Lancement de Quibi, plateforme de streaming « nomade »
La moitié de la planète confinée par le coronavirus ? Cela n'empêchera pas Quibi de tenter de révolutionner l'industrie du divertissement en lançant dès lundi son service de streaming "nomade", avec des programmes courts spécifiquement conçus pour les téléphones mobiles mais "en qualité hollywoodienne". Attirées par ce projet innovant et les milliards de dollars promis par Quibi, les stars du grand et du petit écran se sont bousculées pour produire films et séries, de Steven Spielberg à Guillermo del Toro en passant par Jennifer Lopez et Reese Witherspoon. Tout le contenu de Quibi sera diffusé par tranches de dix minutes maximum, des "bouchées" ("quick bites" en anglais, abrégé en Quibi). Dans le même esprit, tous les programmes sont réalisés à la fois en format vertical et horizontal, passant automatiquement de l'un à l'autre lorsque le spectateur incline son téléphone.

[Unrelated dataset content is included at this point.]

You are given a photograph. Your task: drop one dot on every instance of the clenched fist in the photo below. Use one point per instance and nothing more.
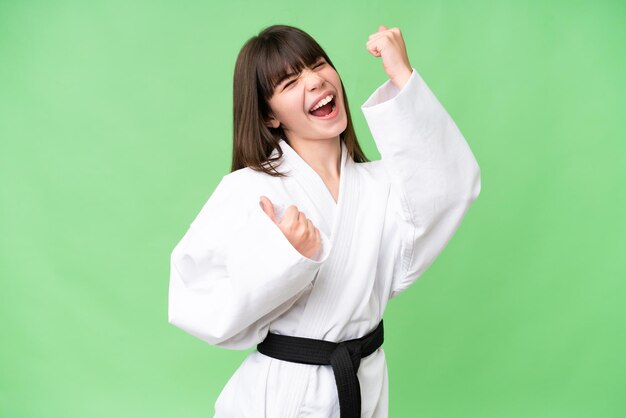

Quibi, qui avait prévu de longue date le lancement de son service le 6 avril, a fait le pari de maintenir ses plans sans être sûr de ce que l'avenir lui réserve. "Honnêtement, on ne sait pas, car le lancement intervient à une période sans équivalent", déclare à l'AFP la directrice générale de Quibi, Meg Whitman. "Je ne pense pas que qui que ce soit ait déjà connu quelque chose comme ça", estime l'ancienne patronne d'eBay. L'idée est de séduire les jeunes actifs susceptibles de consommer une ou deux bouchées de dix minutes dans les transports en commun ou durant leur pause-café. La pandémie de coronavirus a mis un coup d'arrêt à ces habitudes quotidiennes mais les dirigeants de Quibi pensent que le confinement peut lui aussi créer un tel besoin. "Les gens ont encore des moments de transition, c'est juste différent", analyse Mme Whitman, citant en exemple un parent cherchant à relâcher la tension entre deux séances d'enseignement à domicile pour ses enfants. "Je passe ma vie sur Zoom (plateforme de visioconférence, ndlr). Mais si j'ai dix ou quinze minutes entre deux appels par-ci, par-là, je regarderais Quibi", assure Meg Whitman.

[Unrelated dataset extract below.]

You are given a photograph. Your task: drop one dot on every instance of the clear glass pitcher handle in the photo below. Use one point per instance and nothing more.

Quibi a pour atout un catalogue fourni et alléchant : 50 programmes disponibles dès le premier jour, 175 créations originales garanties pour sa première année, souligne sa patronne. Si les vedettes de Hollywood ont répondu présent, c'est notamment grâce à la présence de Jeffrey Katzenberg, ancien patron de Disney (1984-1994) et co-créateur des studios Dreamworks, à l'origine de Quibi. Des films comme le thriller psychologique "Survive", avec la star de "Game of Thrones" Sophie Turner, et "Most Dangerous Game" avec Liam Hemsworth devraient faire office de produits d'appel pour les premiers abonnés. Quelques épisodes seront disponibles au lancement de Quibi mais le reste sera distillé à raison d'un chaque jour, l'idée étant de tenir les spectateurs en haleine comme au bon vieux temps de la télévision hertzienne. D'autres programmes sont déjà prévus jusqu'à l'automne, mais la suite est incertaine, Hollywood étant à l'arrêt depuis le début de la pandémie.

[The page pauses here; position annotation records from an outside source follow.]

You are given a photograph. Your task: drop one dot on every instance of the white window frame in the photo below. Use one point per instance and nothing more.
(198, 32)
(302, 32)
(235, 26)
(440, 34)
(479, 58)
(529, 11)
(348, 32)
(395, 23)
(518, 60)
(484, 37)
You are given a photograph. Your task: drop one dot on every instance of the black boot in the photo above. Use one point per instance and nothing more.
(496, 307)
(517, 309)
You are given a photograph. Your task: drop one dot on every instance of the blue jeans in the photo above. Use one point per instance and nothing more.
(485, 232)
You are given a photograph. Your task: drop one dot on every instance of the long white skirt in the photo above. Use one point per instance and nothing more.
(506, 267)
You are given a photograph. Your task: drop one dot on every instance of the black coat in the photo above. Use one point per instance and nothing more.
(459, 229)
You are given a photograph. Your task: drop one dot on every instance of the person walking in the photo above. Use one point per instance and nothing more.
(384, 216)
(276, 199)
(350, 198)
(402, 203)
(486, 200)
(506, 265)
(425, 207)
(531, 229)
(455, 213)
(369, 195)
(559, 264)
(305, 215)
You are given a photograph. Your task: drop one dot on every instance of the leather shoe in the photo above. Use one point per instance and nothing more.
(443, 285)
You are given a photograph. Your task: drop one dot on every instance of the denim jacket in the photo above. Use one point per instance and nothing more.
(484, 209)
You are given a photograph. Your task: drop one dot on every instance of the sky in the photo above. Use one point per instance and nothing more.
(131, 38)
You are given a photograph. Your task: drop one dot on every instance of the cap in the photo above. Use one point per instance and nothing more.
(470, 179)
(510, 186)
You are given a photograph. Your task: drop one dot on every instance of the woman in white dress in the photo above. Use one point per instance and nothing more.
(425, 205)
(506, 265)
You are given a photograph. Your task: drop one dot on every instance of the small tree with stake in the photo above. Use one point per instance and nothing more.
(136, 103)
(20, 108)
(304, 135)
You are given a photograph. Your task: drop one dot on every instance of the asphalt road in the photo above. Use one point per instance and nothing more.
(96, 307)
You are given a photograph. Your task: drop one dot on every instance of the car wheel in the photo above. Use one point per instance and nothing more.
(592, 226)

Pour fidéliser ses abonnés, Quibi mise aussi sur des tranches d'information quotidiennes, des programmes sportifs et des émissions de divertissement, un type de contenu difficile à produire tant que les studios resteront fermés. L'abonnement à Quibi coûtera 5 dollars par mois avec publicité ou 8 dollars sans. Pour tenir compte des difficultés financières créées par la crise sanitaire, la plateforme a fait passer son offre d'essai de deux semaines à 90 jours. Pour inciter les jeunes à délaisser YouTube, TikTok ou Instagram, aux programmes gratuits mais généralement amateurs, Quibi mise sur la qualité de ses contenus, comme HBO l'a fait en son temps pour concurrencer les chaînes traditionnelles. "Nous payons jusqu'à 100.000 dollars la minute pour nos longs-métrages", assure Meg Whitman, un budget comparable à celui des grosses productions de Netflix, Amazon, HBO Max ou Disney+. Mais Quibi ne considère pas ces derniers comme des rivaux, il a l'ambition de devenir "la nouvelle vague du divertissement", dit-elle. "Il y a eu les films, il y a eu la télévision, puis le streaming. Et maintenant peut-être qu'il y a une nouvelle façon de raconter des histoires sur mobiles avec une qualité hollywoodienne", conclut-elle.